Is old-age conception to be admired or avoided?

Word has gone out wide through several media platforms speculating pregnancy of the very illustrious entertainment personality, Juliana Kanyomozi.

Well, I pay no heed to that buzz and for good reason; just would it have been any other way? She’s a woman after all.

Yet, just as it slipped off, it came to mind that she indeed is a woman who’s also almost in her 40s.

Question: do older women have normal pregnancy, or do they struggle through it?

Anyway, Kanyomozi could be pregnant, same way she could be not – no one knows so much. For purposes of this article however, I don’t mind to leave the Princess alone as we’ve had more reliable stories before. I mean there’s a whole cloud of women – known and unknown who have celebrated the arrival of a new member of the family while they were way out of the usual baby-making age bracket.

In 2010, Celine Dion gave birth to her twins at 42; Jennifer Lopez gave birth at 39, Mariah Carey at 42, Janet Jackson most recently became a mother at 50. Not to mention our own [Uganda’s] Winnie Byanyima who brought forth Anselm at 43 years of age… among others.

But Is Late Conception To Be Admired Or Discouraged?

Women all over the world have begun postponing motherhood for a wide variety of reasons.

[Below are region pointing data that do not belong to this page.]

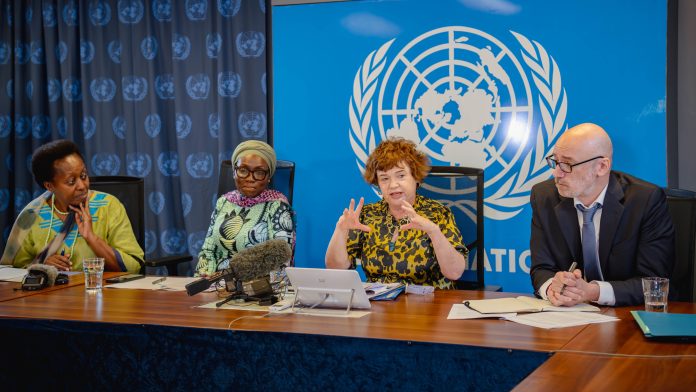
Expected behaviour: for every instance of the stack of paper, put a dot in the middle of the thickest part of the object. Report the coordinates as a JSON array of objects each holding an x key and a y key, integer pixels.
[
  {"x": 524, "y": 305},
  {"x": 538, "y": 312},
  {"x": 383, "y": 291}
]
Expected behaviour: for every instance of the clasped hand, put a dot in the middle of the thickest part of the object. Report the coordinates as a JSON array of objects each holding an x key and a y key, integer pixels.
[{"x": 569, "y": 289}]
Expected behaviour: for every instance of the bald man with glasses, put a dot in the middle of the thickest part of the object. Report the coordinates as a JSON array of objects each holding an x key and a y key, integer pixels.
[{"x": 615, "y": 226}]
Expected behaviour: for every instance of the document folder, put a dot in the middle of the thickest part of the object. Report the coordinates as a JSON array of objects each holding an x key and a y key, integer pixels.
[{"x": 666, "y": 326}]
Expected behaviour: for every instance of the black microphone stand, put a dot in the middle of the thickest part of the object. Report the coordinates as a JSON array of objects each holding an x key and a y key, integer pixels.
[{"x": 238, "y": 293}]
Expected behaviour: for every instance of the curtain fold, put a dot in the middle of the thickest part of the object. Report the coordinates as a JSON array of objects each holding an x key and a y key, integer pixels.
[{"x": 158, "y": 89}]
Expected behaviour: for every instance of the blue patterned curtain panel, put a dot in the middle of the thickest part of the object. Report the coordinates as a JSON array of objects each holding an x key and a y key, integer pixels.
[{"x": 158, "y": 89}]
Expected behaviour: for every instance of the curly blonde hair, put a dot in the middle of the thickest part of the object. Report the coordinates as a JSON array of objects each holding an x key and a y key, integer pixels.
[{"x": 393, "y": 151}]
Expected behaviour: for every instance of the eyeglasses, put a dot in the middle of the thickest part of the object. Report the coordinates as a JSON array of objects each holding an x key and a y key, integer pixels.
[
  {"x": 565, "y": 166},
  {"x": 258, "y": 174}
]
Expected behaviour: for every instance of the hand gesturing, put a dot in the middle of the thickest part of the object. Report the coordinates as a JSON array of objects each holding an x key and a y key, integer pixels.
[{"x": 350, "y": 220}]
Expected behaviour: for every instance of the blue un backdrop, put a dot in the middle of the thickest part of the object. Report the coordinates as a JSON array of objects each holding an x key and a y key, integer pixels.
[{"x": 151, "y": 89}]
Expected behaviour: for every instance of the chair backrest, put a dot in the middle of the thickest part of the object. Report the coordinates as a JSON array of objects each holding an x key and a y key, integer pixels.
[
  {"x": 130, "y": 192},
  {"x": 682, "y": 208},
  {"x": 283, "y": 180},
  {"x": 461, "y": 189}
]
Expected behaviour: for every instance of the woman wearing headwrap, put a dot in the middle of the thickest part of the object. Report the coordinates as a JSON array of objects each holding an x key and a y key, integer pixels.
[
  {"x": 249, "y": 215},
  {"x": 70, "y": 222}
]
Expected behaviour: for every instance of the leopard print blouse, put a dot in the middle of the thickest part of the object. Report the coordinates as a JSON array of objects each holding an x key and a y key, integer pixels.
[{"x": 412, "y": 259}]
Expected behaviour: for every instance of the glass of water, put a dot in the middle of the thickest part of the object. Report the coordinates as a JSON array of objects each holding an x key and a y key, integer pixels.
[
  {"x": 655, "y": 291},
  {"x": 94, "y": 272}
]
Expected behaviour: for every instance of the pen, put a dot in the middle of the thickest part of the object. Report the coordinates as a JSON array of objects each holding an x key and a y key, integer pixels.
[{"x": 571, "y": 269}]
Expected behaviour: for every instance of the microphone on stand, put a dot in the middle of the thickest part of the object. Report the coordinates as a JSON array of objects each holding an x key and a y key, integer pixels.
[
  {"x": 39, "y": 276},
  {"x": 248, "y": 264}
]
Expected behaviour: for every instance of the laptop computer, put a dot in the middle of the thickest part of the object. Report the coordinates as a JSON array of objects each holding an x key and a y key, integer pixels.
[{"x": 328, "y": 288}]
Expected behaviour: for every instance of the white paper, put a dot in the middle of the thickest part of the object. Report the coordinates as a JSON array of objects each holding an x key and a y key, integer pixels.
[
  {"x": 548, "y": 320},
  {"x": 171, "y": 283},
  {"x": 463, "y": 312}
]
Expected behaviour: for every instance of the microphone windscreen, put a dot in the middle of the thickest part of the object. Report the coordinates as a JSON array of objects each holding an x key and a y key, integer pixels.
[
  {"x": 50, "y": 271},
  {"x": 258, "y": 261}
]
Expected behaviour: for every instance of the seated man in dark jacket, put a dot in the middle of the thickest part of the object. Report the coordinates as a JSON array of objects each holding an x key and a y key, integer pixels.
[{"x": 615, "y": 226}]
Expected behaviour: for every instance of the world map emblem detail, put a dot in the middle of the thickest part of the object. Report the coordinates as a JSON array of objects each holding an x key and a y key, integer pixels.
[{"x": 466, "y": 98}]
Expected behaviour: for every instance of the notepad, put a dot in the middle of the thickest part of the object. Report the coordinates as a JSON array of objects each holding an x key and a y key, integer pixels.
[
  {"x": 523, "y": 304},
  {"x": 666, "y": 326}
]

For some it has been the need to focus on a career and create financial stability, while for others it can simply be attributed to not meeting the right person. Even though it is perfectly normal for a woman over the age of 35 to take longer to conceive than a younger woman, the number of mothers over the age of 35 continues to rise.

One critical question, which many women over the age of 35 have concerning the potential of becoming a mother at this age, is whether their health is at risk or their unborn child will be at risk of a birth defect.

Age and Fertility

According to Web MD, an online health magazine, age does play a major role in a woman’s fertility. Fertility is at its highest during a woman’s 20s. From the age of 23 to 31, a woman is at her most fertile. From then fertility declines by 3% each year until a woman turns 35. After 35, fertility begins to deteriorate quickly. By the age of 39, she will be half as fertile as she was at 31 and between 39 and 42 this is halved once again.

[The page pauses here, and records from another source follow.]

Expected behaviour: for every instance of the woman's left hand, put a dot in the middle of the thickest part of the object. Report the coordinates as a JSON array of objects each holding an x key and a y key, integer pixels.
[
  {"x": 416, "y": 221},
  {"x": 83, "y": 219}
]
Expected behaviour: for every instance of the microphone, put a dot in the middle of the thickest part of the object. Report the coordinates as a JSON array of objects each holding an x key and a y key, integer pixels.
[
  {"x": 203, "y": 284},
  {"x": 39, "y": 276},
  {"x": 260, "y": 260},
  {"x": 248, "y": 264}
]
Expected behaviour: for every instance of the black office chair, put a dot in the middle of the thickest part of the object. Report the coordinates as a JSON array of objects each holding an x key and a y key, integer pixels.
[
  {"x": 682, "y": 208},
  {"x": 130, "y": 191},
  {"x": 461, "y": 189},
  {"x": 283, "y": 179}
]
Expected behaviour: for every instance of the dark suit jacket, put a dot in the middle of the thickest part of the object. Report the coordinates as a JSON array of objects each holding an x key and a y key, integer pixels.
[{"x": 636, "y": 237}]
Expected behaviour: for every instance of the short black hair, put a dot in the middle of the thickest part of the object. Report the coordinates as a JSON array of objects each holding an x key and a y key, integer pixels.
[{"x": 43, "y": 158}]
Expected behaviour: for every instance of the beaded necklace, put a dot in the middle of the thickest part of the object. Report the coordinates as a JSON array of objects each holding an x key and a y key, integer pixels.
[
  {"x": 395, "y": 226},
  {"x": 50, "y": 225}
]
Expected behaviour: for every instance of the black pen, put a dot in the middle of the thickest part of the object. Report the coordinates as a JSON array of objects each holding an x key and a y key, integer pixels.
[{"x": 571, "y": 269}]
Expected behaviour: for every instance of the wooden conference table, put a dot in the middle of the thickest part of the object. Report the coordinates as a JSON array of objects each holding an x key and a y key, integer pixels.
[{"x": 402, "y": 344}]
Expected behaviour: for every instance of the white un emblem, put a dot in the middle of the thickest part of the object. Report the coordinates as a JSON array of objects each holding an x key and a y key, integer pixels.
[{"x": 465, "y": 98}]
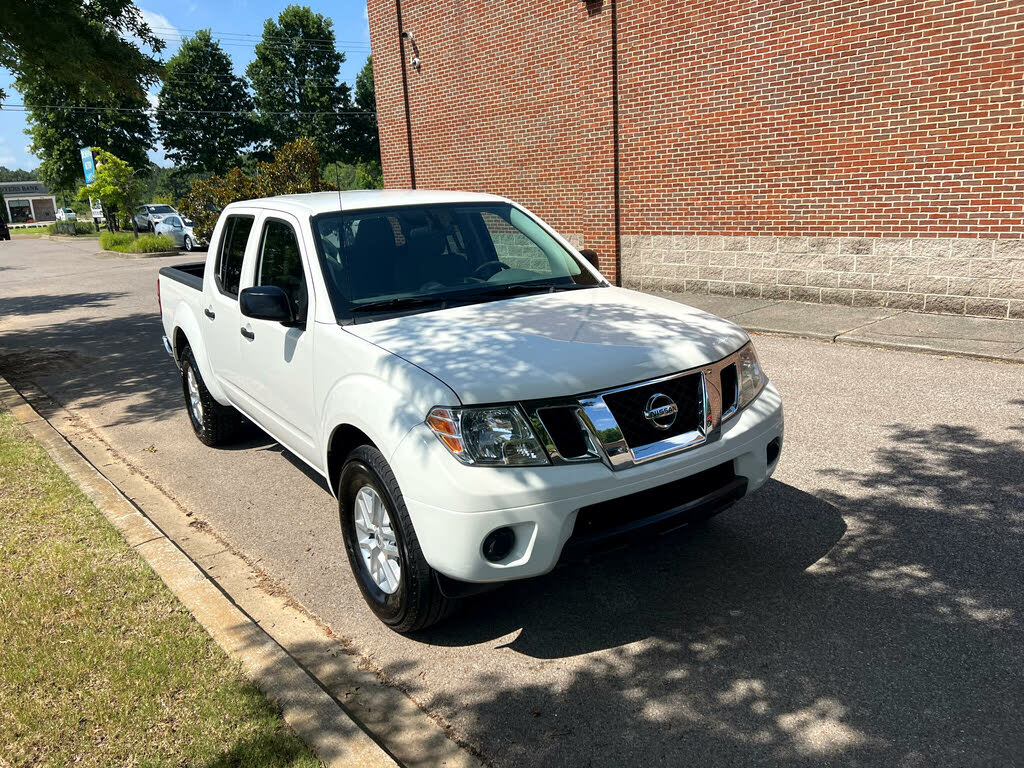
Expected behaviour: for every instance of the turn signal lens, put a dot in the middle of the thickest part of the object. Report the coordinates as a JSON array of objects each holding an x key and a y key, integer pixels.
[
  {"x": 445, "y": 426},
  {"x": 491, "y": 436},
  {"x": 752, "y": 378}
]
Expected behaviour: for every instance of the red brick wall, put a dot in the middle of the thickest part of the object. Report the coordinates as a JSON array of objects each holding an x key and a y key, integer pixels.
[
  {"x": 738, "y": 118},
  {"x": 511, "y": 98},
  {"x": 822, "y": 117}
]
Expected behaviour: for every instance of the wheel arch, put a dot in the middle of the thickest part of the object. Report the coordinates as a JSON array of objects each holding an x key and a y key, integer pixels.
[
  {"x": 186, "y": 331},
  {"x": 344, "y": 439}
]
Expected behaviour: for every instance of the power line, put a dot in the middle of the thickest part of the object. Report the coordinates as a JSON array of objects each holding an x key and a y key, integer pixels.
[{"x": 276, "y": 36}]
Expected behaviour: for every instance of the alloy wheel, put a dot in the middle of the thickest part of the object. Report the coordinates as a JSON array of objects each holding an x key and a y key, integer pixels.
[{"x": 195, "y": 401}]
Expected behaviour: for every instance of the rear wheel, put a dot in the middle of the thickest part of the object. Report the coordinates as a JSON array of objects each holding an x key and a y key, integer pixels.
[
  {"x": 214, "y": 424},
  {"x": 393, "y": 577}
]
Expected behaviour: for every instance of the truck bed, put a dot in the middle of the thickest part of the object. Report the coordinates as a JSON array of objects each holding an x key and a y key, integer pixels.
[{"x": 188, "y": 274}]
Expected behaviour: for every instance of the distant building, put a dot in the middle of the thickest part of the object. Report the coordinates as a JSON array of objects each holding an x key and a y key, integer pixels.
[
  {"x": 856, "y": 153},
  {"x": 28, "y": 201}
]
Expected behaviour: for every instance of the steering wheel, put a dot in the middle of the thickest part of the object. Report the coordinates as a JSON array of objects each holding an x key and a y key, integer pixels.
[{"x": 495, "y": 265}]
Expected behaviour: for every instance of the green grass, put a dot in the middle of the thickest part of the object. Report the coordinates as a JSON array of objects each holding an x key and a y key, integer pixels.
[
  {"x": 128, "y": 243},
  {"x": 99, "y": 664}
]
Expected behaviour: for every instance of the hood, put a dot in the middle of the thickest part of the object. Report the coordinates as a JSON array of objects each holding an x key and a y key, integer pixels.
[{"x": 551, "y": 345}]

Most women over 35 will have a perfectly healthy pregnancy, although they are subject to higher risks than other age groups. Most of these risks can be managed under a doctor’s supervision.

Inherited Abnormalities

Women over the age of 35 are more likely to have children who are born with genetic abnormalities, such as Down Syndrome. At age 35, the risk of Down Syndrome is very expected. By the age of 40, the risk of a child being born with some sort of genetic abnormality increases significantly. Women over the age of 45 are urged to be more careful with their pregnancies as the risk of having a child with a genetic abnormality skyrockets to severity.

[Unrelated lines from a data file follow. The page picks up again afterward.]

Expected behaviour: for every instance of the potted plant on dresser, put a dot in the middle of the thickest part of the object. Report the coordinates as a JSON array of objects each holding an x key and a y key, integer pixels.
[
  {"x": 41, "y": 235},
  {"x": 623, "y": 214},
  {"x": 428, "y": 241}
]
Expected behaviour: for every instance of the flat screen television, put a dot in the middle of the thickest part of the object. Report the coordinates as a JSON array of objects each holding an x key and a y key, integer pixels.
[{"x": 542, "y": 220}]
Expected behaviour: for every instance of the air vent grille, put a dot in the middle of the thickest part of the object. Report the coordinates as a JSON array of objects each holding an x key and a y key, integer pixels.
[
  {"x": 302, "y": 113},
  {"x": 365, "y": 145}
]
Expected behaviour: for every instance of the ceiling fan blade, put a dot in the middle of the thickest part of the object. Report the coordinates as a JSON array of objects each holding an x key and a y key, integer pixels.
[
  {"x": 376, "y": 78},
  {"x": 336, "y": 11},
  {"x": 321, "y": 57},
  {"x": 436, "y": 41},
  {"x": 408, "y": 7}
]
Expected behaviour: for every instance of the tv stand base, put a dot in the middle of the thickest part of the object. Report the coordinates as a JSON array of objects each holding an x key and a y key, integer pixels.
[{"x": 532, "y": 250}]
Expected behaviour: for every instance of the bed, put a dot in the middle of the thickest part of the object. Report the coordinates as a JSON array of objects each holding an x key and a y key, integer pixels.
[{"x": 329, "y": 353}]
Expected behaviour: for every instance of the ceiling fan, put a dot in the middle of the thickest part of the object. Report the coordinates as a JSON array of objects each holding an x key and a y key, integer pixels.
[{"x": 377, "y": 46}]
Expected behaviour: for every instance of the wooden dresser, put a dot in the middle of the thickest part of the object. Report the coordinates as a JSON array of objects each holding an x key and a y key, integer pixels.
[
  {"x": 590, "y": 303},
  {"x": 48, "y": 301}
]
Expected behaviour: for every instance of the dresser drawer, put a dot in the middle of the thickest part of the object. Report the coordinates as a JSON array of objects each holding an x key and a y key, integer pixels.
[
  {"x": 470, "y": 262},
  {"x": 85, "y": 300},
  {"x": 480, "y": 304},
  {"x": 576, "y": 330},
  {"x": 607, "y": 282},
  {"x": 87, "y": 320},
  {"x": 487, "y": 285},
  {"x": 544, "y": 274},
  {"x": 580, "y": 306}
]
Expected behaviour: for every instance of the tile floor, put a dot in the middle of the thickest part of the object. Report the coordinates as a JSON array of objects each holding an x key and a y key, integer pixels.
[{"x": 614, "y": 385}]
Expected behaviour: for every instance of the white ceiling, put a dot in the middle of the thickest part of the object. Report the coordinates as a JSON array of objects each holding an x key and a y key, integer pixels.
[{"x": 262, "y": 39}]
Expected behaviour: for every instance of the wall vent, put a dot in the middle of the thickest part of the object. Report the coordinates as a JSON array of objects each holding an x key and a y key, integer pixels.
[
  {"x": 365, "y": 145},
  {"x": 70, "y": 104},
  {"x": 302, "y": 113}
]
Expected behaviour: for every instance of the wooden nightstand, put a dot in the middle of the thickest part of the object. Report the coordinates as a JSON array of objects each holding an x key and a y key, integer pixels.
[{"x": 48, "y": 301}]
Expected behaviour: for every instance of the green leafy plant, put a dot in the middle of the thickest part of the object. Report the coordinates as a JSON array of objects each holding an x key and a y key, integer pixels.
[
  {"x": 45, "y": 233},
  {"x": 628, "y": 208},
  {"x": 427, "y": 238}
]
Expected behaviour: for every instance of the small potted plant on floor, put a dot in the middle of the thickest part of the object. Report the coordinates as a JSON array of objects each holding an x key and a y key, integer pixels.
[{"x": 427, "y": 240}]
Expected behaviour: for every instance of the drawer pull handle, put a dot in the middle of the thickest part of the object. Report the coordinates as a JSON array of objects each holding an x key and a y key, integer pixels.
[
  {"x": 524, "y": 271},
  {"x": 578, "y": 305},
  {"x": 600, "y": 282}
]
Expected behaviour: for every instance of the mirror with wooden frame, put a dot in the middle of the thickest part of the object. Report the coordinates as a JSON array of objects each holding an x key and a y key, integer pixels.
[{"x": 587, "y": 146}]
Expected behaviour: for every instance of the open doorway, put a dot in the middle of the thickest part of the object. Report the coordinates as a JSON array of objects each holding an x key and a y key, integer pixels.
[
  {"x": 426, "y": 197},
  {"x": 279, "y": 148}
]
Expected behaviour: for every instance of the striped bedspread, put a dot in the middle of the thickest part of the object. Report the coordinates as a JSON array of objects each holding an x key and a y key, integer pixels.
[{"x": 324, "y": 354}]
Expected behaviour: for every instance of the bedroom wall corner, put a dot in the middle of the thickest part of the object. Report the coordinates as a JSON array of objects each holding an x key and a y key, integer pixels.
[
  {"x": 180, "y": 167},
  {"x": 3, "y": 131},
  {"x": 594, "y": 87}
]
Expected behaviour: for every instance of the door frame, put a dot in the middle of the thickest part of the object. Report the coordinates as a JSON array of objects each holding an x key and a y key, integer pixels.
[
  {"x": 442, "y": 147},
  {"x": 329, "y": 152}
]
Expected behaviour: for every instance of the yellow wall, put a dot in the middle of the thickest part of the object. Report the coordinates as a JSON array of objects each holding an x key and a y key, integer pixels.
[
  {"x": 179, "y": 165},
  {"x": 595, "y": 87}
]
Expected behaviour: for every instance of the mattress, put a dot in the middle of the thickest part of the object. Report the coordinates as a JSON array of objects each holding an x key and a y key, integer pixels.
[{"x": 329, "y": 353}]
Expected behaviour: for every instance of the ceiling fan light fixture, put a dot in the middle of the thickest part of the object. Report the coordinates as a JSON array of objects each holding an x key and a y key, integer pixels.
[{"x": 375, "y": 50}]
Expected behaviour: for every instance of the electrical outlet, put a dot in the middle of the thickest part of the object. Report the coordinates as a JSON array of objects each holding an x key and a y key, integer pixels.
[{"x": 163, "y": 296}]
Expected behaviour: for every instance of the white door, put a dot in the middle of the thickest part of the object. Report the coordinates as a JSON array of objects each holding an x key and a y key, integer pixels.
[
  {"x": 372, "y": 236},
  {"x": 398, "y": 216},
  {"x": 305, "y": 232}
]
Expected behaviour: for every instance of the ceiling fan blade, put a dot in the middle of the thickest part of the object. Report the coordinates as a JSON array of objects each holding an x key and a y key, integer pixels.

It is therefore recommended, by Gynecologists, that pregnant women who are older than 35 years should have pre-natal testing to diagnose or rule out any genetic abnormalities.  Approximately 95 percent of women who do have pre-natal testing done, will find that their babies are perfectly normal. If the prenatal tests show no genetic defects, and the mother is otherwise quite healthy, then the likelihood of the baby being born with any birth defects at age 35, is not any worse than if the mother was in her 20s.

Non-genetic Birth Defects

After age 35, there is also a presumed increased risk of non-genetic birth defects and pregnancy complications. These include pre-eclampsia, gestational diabetes, and intrauterine growth retardation.

Reducing Your Risks

You can reduce pregnancy risks by seeing a doctor before trying to conceive so that your doctor can do a complete physical examination. This way you will be able to discuss any medical conditions and medications with your doctor.

You could also begin by adding more nutritious foods to be a part of your diet. Try to include foods that contain folic acid, such as in leafy green vegetables, oranges and orange juice, peanuts, fortified breakfast cereals, and enriched grain products.

Quit smoking or drinking alcohol excessively, before and after conception.